Climate change, an ageing and growing global population, and depleting planetary resources are well established issues. There is a call for urgent action, especially in healthcare.
The NHS has been scrutinised for being a major contributor to the national carbon footprint. Health services globally need to act more sustainably to maintain the world we live in. Is it too late to act? What can we do about it?
What is ‘Sustainable Healthcare’ about?
Authored by an international team of professionals, Sustainable Healthcare provides an in-depth discussion of our current concerns, and balances them against potential solutions.
The authors clearly explain the concept of sustainable healthcare, the challenges, and how it can be successfully implemented. Their ideas and solutions are supported by scientific evidence, and are presented in a concise and transparent manner.
Each chapter focuses on an individual topic, with a recurrent theme suggesting several practical ways through which we can make the health sector more efficient. Interventions which improve the health of people can also be beneficial for the planet.
The various case studies allow us to understand the challenges we face. These include the failure to achieve contraception for women globally, medicines waste in polypharmacy, and inadequate social prescribing in mental health care.
The scenarios also offer solutions. These include telecommunication, advice about how to reduce medicines waste, and incentivising “active travel.” This also incorporates illness prevention (e.g. reduces risk of cardiovascular disease) as well as improving environmental wellbeing.
The primary vision put forward by this book is how sustainable healthcare can deliver on the “triple bottom line of quality of care, environment protection and cost containment.” Although this appears to be an ambitious vision, the manner in which the authors have collated their ideas offer the reader realistic ways through which this vision can be brought to life. Key actions are listed at the end of every chapter.
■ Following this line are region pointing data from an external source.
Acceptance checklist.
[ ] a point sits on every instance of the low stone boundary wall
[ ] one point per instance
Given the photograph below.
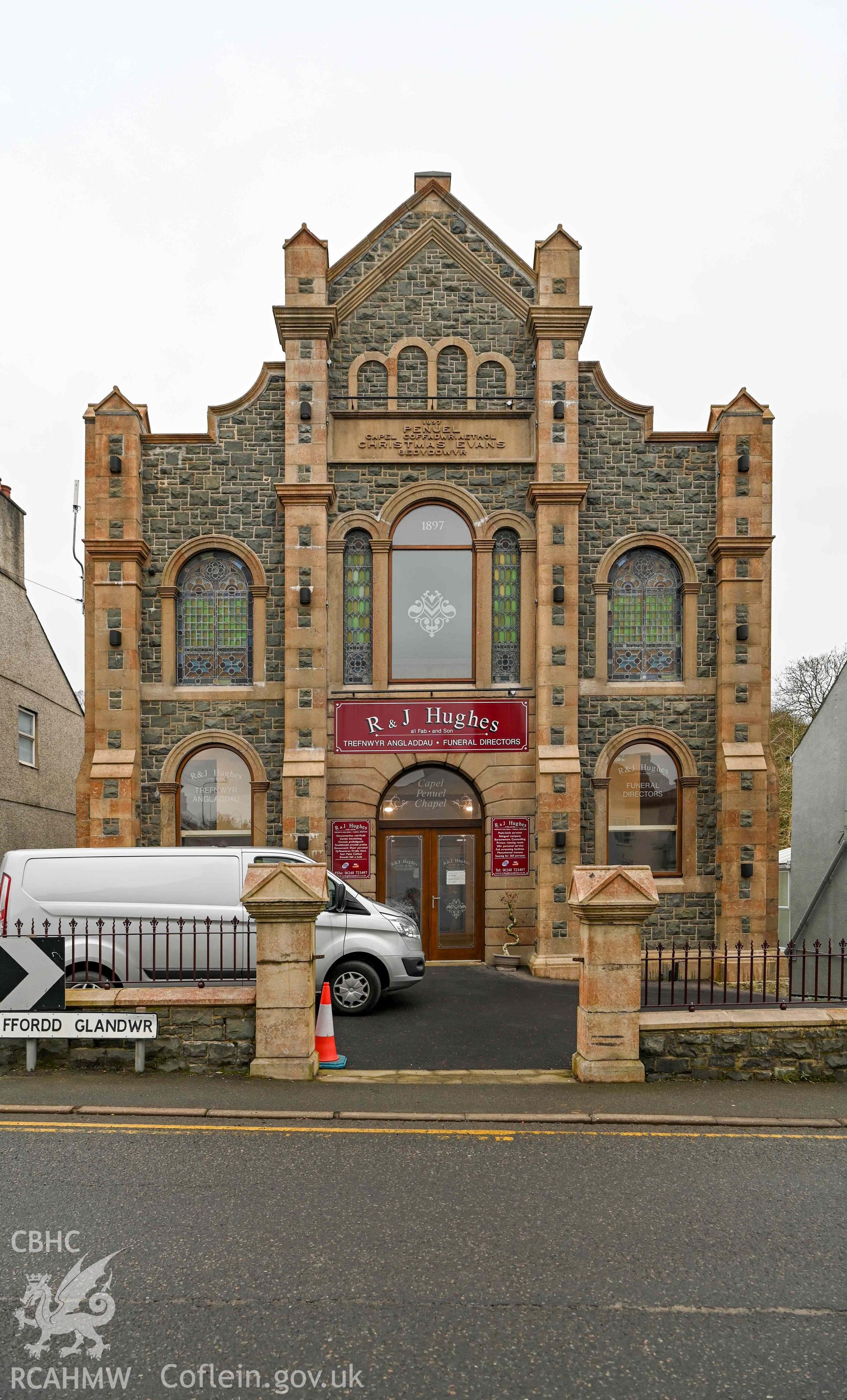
(745, 1043)
(201, 1031)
These work as a motivational tool for readers.
The authors call upon health professionals, educators, managers, and students to lead and implement change, not just reflect on what is currently happening. The book questions current practices and provides suggestions for these various professions from which they can choose ideas to build on.
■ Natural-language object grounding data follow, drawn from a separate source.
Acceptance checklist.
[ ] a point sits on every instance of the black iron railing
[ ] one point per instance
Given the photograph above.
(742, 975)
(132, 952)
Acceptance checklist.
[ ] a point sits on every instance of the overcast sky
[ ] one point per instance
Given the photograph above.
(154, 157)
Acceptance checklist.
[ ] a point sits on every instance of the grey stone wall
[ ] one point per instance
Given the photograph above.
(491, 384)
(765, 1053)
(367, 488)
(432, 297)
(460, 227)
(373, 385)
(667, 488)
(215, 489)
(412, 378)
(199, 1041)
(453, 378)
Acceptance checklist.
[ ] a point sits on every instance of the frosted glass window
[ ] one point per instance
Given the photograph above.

For health professionals especially, empowering patients through health coaching can encourage sustainability through self-care. Health coaching enables patients to better understand their condition, working together with their health professional to manage their condition.
For students, this guide encourages eagerness to learn within medical schools, giving examples of those that are already teaching these issues in their curriculum.
This book is not only relevant for those experienced in healthcare. The chapter on food is an example. It outlines simple ways of eating more sustainably with the added benefit of improving mental and physical health.
Moreover, the extensive reading lists after each chapter, coupled with summaries and action plans, makes this book a comprehensive read.
Overall, regardless of the reader’s experience with and involvement in healthcare, this book provides a thorough and concise guide in which people in healthcare can learn and put these ideas into practice; the ultimate goal being healthcare which is of high quality, manageable cost, and of low environmental impact in order to work towards a sustainable system.
Vinitha Soundararajan and Alisha Patel are medical students currently at the Norwich Medical School, with a keen interest in global health. They previously wrote an article titled, ‘Doctor, Will Global Warming Make My Allergies Worse?‘, published by the Student BMJ.